The government last week announced a fund of €4 billion to be spent between 2019 and 2027, alongside €195 million which will be provided in Budget 2019. It is expected that proposals for funding will be requested at the beginning of July.
Mitchell O’Connor showed her enthusiasm for the project stating: “All our universities and institutes of technology have wide-ranging programmes, research activities, and expertise across the desired themes. These funds are a once in a generation opportunity for our higher education institutions to innovate projects which will define the country, and future generations.”
The funds are expected to encompass a wide range of issues and activities. The projects will provide €1 billion to tackle rural development, €2 billion to promote urban development, €500 million to further advance climate action, and a final €500 million for the creation of disruptive technologies.
In recognising the broad range of opportunities for higher education institutions, Mitchell O’Connor stated: “The scope for our third level institutions is huge. Science and technology themes range from health and wellbeing to robotics, smart food production to artificial intelligence, advanced manufacturing to climate action. In social science fields, projects will be invited to stimulate active tourism in rural communities, revive smaller towns and villages or support entrepreneurship.”
Funds allocated for rural development will focus on strengthening the fabric of rural Ireland with an emphasis on the creation of employment. According to Census 2016, the total unemployment level within rural towns amounted to 11.2% of the population. Higher education institutes have already begun working to tackle these figures. Many institutes of technology based in rural areas have started promoting tourism, entrepreneurship and innovation to enhance the appearance and reputations of these disadvantaged areas.
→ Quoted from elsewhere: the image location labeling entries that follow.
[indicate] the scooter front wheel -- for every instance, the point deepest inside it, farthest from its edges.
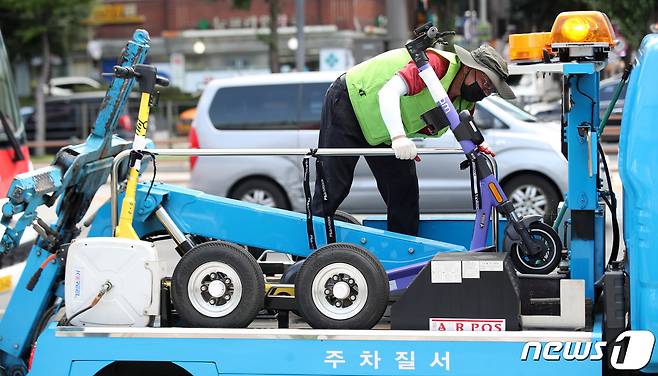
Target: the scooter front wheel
(544, 262)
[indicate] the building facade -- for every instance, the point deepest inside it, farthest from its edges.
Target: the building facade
(194, 41)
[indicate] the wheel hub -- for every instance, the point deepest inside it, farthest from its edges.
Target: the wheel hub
(341, 290)
(216, 289)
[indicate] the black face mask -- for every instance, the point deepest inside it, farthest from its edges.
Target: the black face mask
(472, 92)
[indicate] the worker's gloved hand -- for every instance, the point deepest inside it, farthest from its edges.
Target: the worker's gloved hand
(404, 148)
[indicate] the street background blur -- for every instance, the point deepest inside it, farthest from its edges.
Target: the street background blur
(59, 49)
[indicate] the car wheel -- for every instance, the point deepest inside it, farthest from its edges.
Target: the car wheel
(533, 195)
(261, 192)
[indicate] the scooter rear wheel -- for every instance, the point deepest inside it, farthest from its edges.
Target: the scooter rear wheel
(544, 262)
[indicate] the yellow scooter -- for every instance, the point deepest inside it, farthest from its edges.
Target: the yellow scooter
(147, 78)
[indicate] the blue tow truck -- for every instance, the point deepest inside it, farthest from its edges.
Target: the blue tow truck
(463, 313)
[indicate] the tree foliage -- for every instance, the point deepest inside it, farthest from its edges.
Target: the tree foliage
(632, 17)
(39, 28)
(533, 16)
(23, 22)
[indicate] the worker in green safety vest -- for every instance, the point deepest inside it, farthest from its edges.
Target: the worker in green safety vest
(379, 103)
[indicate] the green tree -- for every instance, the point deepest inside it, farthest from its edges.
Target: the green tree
(271, 40)
(533, 16)
(632, 17)
(42, 28)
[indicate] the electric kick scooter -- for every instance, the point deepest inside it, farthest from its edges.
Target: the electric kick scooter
(535, 248)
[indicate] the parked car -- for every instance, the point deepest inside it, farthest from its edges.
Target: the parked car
(185, 121)
(607, 88)
(283, 111)
(70, 118)
(71, 84)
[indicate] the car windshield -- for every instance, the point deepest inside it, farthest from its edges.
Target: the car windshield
(8, 99)
(512, 109)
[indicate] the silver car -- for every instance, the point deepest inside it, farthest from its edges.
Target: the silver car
(283, 111)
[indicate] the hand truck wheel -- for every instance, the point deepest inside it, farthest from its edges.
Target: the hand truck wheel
(542, 263)
(218, 285)
(342, 286)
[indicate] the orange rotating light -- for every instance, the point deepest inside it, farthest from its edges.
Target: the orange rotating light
(582, 28)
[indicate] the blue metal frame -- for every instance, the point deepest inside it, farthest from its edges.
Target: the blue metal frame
(82, 351)
(195, 212)
(582, 139)
(637, 168)
(87, 168)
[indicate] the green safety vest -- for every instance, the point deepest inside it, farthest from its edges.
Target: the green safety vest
(366, 79)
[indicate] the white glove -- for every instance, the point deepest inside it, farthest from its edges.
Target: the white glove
(404, 148)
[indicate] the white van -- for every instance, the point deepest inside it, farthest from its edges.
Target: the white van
(283, 111)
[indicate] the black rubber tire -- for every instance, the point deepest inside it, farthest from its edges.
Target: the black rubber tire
(278, 195)
(342, 216)
(244, 264)
(552, 256)
(359, 258)
(553, 197)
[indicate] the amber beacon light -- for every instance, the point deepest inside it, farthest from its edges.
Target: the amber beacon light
(582, 28)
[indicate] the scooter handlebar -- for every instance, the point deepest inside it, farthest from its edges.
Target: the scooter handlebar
(162, 81)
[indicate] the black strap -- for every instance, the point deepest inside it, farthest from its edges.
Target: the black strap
(475, 181)
(329, 227)
(307, 196)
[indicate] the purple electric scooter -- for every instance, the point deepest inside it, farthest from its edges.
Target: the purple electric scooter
(535, 248)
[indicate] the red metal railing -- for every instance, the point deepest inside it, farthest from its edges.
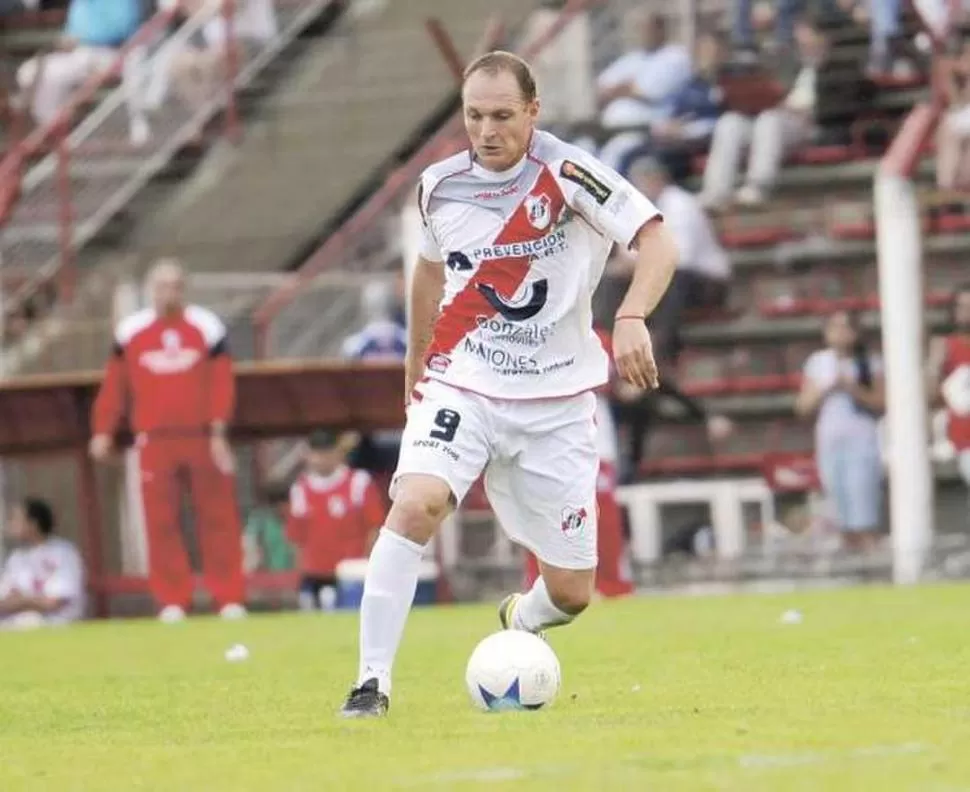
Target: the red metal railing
(448, 138)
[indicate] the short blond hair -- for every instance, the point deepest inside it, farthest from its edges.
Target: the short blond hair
(498, 61)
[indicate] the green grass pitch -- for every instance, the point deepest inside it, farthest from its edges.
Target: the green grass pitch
(870, 692)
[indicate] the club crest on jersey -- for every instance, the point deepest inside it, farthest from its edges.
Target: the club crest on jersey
(336, 506)
(574, 521)
(172, 358)
(539, 211)
(585, 179)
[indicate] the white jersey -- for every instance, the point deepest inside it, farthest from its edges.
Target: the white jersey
(523, 251)
(50, 569)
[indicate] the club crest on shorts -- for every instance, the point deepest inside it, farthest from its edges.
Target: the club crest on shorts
(539, 210)
(573, 521)
(439, 363)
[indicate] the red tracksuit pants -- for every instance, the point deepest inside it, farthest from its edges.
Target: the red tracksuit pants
(169, 464)
(609, 543)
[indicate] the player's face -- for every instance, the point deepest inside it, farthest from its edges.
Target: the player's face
(961, 312)
(498, 120)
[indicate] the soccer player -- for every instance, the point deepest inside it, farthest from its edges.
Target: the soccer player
(171, 362)
(42, 581)
(503, 361)
(335, 513)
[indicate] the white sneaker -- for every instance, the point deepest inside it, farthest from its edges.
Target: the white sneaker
(171, 614)
(139, 131)
(750, 195)
(233, 612)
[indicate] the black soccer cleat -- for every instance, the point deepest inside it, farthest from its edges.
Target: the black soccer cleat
(366, 701)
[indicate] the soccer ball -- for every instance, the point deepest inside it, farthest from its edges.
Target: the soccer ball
(512, 670)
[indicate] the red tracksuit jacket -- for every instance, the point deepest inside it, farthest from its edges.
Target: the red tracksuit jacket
(331, 517)
(173, 373)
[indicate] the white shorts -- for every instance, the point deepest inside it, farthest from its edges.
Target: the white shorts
(539, 458)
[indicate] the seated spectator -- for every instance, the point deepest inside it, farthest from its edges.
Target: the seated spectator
(952, 160)
(383, 339)
(638, 88)
(694, 112)
(197, 73)
(843, 386)
(42, 581)
(770, 135)
(748, 15)
(701, 279)
(95, 30)
(335, 513)
(265, 546)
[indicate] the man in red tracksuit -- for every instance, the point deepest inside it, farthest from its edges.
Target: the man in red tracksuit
(609, 539)
(950, 371)
(170, 371)
(335, 514)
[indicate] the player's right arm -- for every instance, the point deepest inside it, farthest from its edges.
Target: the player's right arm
(427, 289)
(110, 403)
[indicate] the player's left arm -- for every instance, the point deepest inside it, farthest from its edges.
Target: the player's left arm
(618, 211)
(655, 265)
(221, 385)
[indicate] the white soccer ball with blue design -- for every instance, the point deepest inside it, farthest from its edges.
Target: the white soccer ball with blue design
(512, 670)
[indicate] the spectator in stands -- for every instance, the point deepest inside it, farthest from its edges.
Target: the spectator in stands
(952, 150)
(770, 135)
(843, 386)
(748, 15)
(949, 369)
(265, 546)
(171, 372)
(696, 108)
(383, 339)
(42, 581)
(637, 90)
(95, 30)
(198, 74)
(335, 513)
(701, 279)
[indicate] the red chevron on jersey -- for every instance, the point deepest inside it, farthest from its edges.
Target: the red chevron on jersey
(532, 219)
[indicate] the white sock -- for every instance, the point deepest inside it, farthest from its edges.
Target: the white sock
(536, 611)
(392, 578)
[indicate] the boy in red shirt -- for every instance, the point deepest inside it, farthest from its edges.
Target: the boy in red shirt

The Urban Development Fund will focus on Dublin, Cork, Galway, Limerick and Waterford. It will also aid the development of five regional drivers; Drogheda, Dundalk, Athlone, Letterkenny and Sligo, four of which contain institutes of technology. It is likely that these funds will also greatly tackle unemployment, with an 18.8% unemployment rate recorded in Waterford city in 2016. These projects are likely to focus on collaboration between public bodies and education institutes with the aim of transformational place-based change.
The climate action fund will aid initiatives across a broad range of environmental and energy areas practiced in Ireland. This will be particularly relevant to Trinity, which announced a €60 million development of its new E3 institute in May, focusing on energy, engineering and the environment.
The disruptive technologies fund will attempt to examine proposals that relate to national research area priorities for 2018 – 2023. These must meet the criteria of being truly disruptive in a way that significantly alters the way people live and work. This is a core principle of research in higher education institutions and it is expected that these proposals will be produced through collaboration between companies, higher education institutions, public sector bodies, and research institutions.